La coopérative étudiée constitue un exemple concret d’initiative soutenue par les pouvoirs publics, portée par un activisme citoyen, abordé ici à travers le point de vue de ses membres. L’étude de cas permet de nuancer la thèse souvent mise en avant de tensions, voire de contradictions entre les objectifs militants et productifs des coopératives alimentaires contemporaines. En partant du discours de coopérateurs et en prenant comme prisme d’analyse la politique d’achat et de vente d’une coopérative parisienne, on a pu confirmer la thèse de Giry et Wokuri (2020) selon laquelle l’articulation entre logiques militantes et productives est contingente (non nécessaire et non consensuelle) et segmentée (la politique d’achat et de vente ayant été appréhendée ici au travers de trois segments, pour lesquels cette articulation varie). Les perceptions hétérogènes des coopérateurs, et plus largement leur implication dans la coopérative, sont partiellement stabilisées à travers diverses activités de régulation (Le Velly, 2017). Les membres semblent s’approprier davantage les discours de justification relayés par les salariés, qu’ils concernent la politique d’achat et de vente ou plus généralement les façons de procéder, que les dispositifs d’action collective qu’ils sont pourtant encouragés à mobiliser. Au moment de l’enquête, plus de 2000 membres ne faisaient plus d’achats dans le magasin, et si seulement deux entretiens ont été réalisés auprès d’anciens membres, nous émettons l’hypothèse que le départ de la coopérative est plus souvent la conséquence d’une motivation amoindrie à soutenir le projet ou de nouvelles contraintes matérielles (déménagement, changement professionnel induisant des horaires moins flexibles) qu’il ne serait lié à une volonté délibérée de se désengager du collectif.
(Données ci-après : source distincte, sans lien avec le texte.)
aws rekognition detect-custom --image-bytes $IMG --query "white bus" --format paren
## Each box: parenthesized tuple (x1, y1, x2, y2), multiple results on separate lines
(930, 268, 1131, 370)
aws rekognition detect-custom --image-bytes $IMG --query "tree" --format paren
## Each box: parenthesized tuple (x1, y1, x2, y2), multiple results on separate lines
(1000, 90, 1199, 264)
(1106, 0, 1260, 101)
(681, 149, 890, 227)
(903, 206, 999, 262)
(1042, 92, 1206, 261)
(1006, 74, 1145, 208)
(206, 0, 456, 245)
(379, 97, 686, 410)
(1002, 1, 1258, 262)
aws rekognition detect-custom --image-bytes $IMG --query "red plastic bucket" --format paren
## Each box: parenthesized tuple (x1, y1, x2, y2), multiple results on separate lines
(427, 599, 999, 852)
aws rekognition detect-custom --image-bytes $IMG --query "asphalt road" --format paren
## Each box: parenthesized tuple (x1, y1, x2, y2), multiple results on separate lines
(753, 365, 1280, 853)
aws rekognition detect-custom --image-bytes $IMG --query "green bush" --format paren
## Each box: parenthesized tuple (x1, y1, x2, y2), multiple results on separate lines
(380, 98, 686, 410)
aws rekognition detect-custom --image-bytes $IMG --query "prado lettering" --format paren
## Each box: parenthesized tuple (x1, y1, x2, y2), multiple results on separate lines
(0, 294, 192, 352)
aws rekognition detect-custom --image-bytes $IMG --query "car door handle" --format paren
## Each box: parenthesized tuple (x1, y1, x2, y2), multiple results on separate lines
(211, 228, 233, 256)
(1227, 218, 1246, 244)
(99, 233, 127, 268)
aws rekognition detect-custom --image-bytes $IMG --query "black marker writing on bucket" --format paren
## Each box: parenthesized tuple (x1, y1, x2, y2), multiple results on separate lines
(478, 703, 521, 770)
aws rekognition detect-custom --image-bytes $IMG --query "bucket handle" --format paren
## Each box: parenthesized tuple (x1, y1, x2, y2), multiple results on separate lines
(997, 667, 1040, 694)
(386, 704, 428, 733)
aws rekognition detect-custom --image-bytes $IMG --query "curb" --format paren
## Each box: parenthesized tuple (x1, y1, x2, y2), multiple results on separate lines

Ainsi, s’intéresser à la manière dont les coopérateurs définissent « ce qui compte » pour eux et jouent entre différents critères de qualité et lieux d’approvisionnement permet de nourrir une réflexion plus large sur la pérennité des initiatives alternatives qui se montent actuellement, et sur le potentiel d’essaimage des coopératives. À notre connaissance, encore peu de travaux se sont penchés sur les arbitrages effectués entre différents lieux d’approvisionnement par des consommateurs souhaitant éviter la grande distribution. Des travaux sur la question permettraient pourtant d’identifier des complémentarités possibles entre chaînes de supermarchés et lieux « alternatifs », plutôt que de les considérer comme incompatibles au premier abord. La recherche de Seyfang (2008) sur les clients d’une coopérative de producteurs bio et locaux dans l’est du Royaume-Uni montre que les supermarchés sont en mesure de répondre à certaines des motivations exprimées par les clients enquêtés, par exemple la volonté de consommer des produits certifiés bio, mais pas à d’autres – comme le soutien à l’économie locale, l’évitement des grandes chaînes de distribution, ou la possibilité d’interagir avec les producteurs. Saisir les logiques d’approvisionnement de citoyens ayant à coeur d’avoir des pratiques d’achat respectueuses de l’environnement et plus porteuses de justice sociale pourrait contribuer à une réflexion sur les moyens d’orienter l’action des pouvoirs publics vers la structuration d’une offre alimentaire plus saine, locale et diversifiée.